Bit9, based in Waltham, Mass., is a provider of technology that enables its approximately 1,000 global customers, which includes Fortune 500 companies and government agencies, to create a "whitelist" of approved software, while everything else is blocked. The solution typically is viewed as an alternative to traditional anti-virus.
But, according to a blog post Friday from Bit9 CEO Patrick Morley, miscreants were able to turn Bit9's secret sauce against them by getting a hold of the vendor's digital signatures and then delivering malware to a handful of customers that appeared to be on their trusted list of software. Security blogger Brian Krebs was the first to report the story.
In other words, the hackers' goal was to compromise Bit9 so they could then break into the ultimate target organization's network without being detected.
Three unnamed customers were affected, Morley said. As a result of the breach, Bit9 has revoked the compromised certificate, secured its systems and updated its product so that it will detect a similar misuse in the future.

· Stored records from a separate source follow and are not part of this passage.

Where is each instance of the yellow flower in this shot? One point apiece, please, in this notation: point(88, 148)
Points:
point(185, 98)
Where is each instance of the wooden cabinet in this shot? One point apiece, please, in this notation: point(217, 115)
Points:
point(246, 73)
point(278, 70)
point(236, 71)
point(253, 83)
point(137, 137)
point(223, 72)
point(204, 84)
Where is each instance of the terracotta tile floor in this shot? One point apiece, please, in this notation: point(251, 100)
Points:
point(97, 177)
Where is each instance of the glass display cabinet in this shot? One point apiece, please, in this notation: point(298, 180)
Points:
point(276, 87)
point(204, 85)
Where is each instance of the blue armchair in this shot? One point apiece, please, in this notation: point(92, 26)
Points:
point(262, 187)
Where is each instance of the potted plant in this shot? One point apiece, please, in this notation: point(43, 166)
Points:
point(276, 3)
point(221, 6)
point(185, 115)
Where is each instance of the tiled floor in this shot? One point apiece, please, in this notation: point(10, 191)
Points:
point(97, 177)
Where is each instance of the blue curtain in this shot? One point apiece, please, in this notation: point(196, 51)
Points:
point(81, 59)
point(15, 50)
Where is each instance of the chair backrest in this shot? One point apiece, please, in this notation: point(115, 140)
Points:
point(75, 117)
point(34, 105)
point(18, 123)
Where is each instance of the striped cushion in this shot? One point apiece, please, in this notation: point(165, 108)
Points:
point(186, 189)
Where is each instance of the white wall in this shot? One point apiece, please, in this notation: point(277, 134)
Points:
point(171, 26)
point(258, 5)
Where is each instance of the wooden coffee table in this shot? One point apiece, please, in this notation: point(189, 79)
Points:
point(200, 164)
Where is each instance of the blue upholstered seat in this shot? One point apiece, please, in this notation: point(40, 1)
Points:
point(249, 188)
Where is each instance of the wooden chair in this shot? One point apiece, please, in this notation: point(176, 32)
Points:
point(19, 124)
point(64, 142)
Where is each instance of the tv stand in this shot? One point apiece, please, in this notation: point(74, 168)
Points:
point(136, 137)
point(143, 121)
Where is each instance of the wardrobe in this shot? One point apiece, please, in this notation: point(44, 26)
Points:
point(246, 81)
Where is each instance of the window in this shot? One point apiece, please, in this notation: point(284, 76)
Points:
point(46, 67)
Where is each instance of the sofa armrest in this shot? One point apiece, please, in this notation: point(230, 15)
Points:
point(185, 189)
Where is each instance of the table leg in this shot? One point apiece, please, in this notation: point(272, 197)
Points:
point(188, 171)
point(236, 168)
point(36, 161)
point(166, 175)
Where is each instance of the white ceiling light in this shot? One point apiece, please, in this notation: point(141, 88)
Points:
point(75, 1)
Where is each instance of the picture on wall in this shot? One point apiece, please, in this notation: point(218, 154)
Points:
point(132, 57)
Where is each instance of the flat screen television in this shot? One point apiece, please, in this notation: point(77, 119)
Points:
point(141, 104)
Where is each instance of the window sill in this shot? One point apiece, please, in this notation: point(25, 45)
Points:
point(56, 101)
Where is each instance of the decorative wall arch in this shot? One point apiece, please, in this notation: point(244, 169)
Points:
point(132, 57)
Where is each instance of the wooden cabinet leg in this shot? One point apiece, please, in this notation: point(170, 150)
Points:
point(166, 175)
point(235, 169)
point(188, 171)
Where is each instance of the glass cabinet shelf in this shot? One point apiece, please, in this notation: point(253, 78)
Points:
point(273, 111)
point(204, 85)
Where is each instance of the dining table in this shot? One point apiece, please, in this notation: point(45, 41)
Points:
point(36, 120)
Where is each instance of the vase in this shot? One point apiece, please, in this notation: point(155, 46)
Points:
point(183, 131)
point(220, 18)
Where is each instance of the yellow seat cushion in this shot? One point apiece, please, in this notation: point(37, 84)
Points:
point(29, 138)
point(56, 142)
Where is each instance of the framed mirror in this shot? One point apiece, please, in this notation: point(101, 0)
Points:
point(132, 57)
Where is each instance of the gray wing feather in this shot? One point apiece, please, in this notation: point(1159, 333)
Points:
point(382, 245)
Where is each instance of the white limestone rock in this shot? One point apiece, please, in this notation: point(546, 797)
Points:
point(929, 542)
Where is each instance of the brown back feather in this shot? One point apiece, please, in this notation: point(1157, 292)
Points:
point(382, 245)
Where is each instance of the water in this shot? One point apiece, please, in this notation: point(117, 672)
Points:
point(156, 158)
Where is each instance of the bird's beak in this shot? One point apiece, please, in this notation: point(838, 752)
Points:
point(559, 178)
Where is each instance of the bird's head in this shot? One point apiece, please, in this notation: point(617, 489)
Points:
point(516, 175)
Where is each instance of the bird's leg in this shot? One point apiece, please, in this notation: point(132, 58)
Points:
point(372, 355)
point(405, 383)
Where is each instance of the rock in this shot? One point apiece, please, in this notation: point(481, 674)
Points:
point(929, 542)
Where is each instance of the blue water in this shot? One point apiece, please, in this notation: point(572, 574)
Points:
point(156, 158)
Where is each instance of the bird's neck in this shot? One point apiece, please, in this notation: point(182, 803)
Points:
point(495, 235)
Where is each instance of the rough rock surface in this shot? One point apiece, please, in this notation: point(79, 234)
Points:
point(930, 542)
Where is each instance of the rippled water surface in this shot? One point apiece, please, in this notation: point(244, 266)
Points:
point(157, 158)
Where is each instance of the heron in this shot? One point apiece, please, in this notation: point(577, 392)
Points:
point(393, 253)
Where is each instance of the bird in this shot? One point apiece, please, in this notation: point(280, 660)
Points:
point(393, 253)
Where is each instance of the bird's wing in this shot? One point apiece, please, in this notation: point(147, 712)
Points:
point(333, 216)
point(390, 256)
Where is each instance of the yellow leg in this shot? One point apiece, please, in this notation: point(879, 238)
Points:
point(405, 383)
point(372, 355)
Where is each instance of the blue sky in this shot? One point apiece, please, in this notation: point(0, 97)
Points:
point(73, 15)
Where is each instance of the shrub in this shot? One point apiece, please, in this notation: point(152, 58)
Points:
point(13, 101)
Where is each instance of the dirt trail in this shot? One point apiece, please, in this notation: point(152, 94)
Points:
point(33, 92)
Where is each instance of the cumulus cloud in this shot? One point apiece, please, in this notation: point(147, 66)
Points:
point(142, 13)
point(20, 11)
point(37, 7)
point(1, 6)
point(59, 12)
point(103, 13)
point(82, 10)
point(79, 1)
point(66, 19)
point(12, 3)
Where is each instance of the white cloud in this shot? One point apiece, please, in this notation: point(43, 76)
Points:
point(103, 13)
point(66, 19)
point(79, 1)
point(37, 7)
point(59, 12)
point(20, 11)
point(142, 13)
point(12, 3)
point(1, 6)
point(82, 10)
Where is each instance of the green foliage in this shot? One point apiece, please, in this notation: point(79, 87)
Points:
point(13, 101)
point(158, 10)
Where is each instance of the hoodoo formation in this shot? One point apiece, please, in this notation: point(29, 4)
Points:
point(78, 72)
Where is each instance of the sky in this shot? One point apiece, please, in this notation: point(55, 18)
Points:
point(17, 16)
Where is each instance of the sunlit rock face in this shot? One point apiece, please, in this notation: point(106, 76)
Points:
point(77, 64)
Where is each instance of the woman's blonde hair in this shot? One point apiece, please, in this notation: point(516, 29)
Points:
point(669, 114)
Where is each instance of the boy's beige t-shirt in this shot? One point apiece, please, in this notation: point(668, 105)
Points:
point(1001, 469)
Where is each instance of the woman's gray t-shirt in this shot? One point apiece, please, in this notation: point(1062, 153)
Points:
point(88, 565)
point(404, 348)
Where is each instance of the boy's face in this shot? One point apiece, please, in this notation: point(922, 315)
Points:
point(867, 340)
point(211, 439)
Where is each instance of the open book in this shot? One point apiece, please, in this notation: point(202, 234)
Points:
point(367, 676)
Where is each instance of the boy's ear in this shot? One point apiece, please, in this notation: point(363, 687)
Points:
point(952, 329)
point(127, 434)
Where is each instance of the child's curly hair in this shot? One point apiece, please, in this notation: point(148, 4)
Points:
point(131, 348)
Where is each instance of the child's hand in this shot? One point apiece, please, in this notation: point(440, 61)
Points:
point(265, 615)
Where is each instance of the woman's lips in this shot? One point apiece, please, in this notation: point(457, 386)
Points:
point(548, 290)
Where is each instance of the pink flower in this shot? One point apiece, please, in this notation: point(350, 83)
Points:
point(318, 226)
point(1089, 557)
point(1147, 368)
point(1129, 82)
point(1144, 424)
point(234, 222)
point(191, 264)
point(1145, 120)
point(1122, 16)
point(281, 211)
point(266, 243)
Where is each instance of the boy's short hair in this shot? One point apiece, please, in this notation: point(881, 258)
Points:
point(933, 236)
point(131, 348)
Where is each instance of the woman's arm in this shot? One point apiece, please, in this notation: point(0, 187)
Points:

Morley blamed the breach on an operational breakdown.
"Due to an operational oversight within Bit9, we failed to install our own product on a handful of computers within our network," the post said. "As a result, a malicious third-party was able to illegally gain temporary access to one of our digital code-signing certificates that they then used to illegitimately sign malware.
It's unclear how the intruders initially gained access to Bit9 systems.
"We simply did not follow the best practices we recommend to our customers by making certain our product was on all physical and virtual machines within Bit9," Morley wrote.